Every year three billion fortune cookies are made. The largest, according to Guinness World Records, weighed over three pounds. The average sits in the palm of your hand. Whether dining at a fancy restaurant or munching from white-and-red takeout cartons, fortune cookies are the beloved “dessert” after a Chinese dinner.
Brace yourself. While Chinese fortune cookies have many different stories, one fact remains uncontested.
Chinese fortune cookies are Japanese.
Riddles, April fools’ jokes, and fake news aside, people who live in China don’t even eat fortune cookies. Years ago, the largest producer of fortune cookies, Wonton Foods, tried to introduce the cookies in China. Diners kept eating the fortunes. Eventually, Wonton Foods gave up.

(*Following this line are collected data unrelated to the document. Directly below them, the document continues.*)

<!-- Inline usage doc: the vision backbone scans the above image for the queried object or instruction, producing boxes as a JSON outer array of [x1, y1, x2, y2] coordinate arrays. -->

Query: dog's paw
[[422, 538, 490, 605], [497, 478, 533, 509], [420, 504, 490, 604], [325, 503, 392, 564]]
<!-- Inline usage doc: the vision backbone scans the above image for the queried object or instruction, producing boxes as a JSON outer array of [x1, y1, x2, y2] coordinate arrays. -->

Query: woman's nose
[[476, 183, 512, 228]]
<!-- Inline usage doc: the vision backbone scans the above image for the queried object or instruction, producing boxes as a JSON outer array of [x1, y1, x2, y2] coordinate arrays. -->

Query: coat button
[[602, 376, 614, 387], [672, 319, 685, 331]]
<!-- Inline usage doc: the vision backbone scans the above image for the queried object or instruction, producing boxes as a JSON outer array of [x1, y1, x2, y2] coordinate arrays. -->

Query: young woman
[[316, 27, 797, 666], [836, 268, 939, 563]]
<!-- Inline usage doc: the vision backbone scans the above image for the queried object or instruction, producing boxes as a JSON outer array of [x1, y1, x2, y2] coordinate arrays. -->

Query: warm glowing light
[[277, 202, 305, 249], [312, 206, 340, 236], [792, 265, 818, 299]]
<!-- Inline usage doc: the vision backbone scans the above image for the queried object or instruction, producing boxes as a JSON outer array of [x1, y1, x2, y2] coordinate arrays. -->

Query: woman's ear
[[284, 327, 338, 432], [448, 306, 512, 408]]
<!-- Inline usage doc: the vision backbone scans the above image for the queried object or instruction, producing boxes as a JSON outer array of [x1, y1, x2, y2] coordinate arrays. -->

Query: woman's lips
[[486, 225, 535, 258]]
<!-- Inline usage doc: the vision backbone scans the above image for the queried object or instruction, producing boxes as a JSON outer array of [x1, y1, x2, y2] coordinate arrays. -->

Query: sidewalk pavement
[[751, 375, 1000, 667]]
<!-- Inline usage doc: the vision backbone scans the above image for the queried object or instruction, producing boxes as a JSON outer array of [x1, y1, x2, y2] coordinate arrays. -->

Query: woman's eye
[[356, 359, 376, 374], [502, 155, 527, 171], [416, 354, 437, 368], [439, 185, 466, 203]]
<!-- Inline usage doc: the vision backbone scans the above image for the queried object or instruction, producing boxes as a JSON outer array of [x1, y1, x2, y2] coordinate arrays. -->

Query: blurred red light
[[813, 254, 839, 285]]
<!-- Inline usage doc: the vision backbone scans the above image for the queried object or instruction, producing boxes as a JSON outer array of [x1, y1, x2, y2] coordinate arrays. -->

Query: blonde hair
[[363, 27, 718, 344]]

It began centuries ago in Kyoto, Japan. Their fortune cookie was larger than today and savory – made from sesame and miso. These days fortune cookies are smaller and sweet, flavored with vanilla and butter.
The Japanese fortune was wedged into the bend of the cookie – not inside. You can still find these dark-colored cookies in certain areas of Japan. Jennifer Lee reported in The New York Times that “small families [made] fortune cookie-shaped crackers by hand.” Lee found numerous references including an “1878 etching of a man making them in a bakery.”
Makoto Hagiwara introduced the fortune cookie in San Francisco’s Golden Gate Park Japanese Tea Garden. It was the early 1900s and the cookies were made at Benkyodo. a local Japanese Bakery.
This happened long before Chinese immigrant, David Jung, founder of the Hong Kong Noodle Company, claimed he invented the fortune cookie in 1918. Jung gave out his cookies for free. The fortunes were biblical scriptures written by a local Presbyterian minister.
There were other claims.
One story argued fortune cookies date back to the early 1900s when San Francisco’s Chinatown was transformed from a ghetto into a tourist attraction. Another claims the cookies arrived with the California gold rush, brought by Chinese railroad workers. They revived an old tradition from the Mongol invasion in the thirteenth and fourteenth centuries. Rebels hid messages in the cookies and passed them along.
What do you believe?
In 1983 the debate between David Jung (Hong Kong Noodle, Los Angeles) and Makoto Hagiwara (Japanese Tea Garden, San Francisco) was put to the test. Real-life Judge Daniel Hanlon presided in the pseudo-legal Court of Historical Review. He listened to the arguments and decided for Hagiwara.
Included in the evidence was a fortune cookie.
Los Angeles rejected the ruling.
Originally, fortune cookies in the states were made by Japanese-Americans. Soon after the attack on Pearl Harbor in 1941, President Roosevelt issued a horrific executive order that sent over 120,000 Japanese-Americans into internment camps. They left their homes, communities, and businesses.
Fortune cookie production was left to Chinese-Americans. The word got out and the cookies became a staple in Chinese cuisine. The process was automated and they came to be known as Chinese Fortune Cookies.
Today business is booming – the global market is valued at $30.62 billion.
There are custom cookies, dirty, sassy, love, and Fortunes Against Humanity cookies. One company, Fancy Fortune Cookies, makes everything from chocolate dipped, crazy flavors, and holiday giant versions. Fortune cookies have gone beyond restaurants into business marketing and political campaigns. There are non-edibles like lockets, dolls, totes, plush toys, and tees.
In 2022 one North Carolina man used the numbers in his fortune cookie to play the Powerball Lottery. Now he’s four million dollars richer.
There’s a new job on the books: fortune cookie writer. According to Digital Solutions, their guide, How to Become a Fortune Cookie Writer, advises “your messages must impact wisdom to the reader.”
I don’t play the lottery or look for a job as a fortune cookie writer. I do wonder, however, if AI (artificial intelligence) might change the business.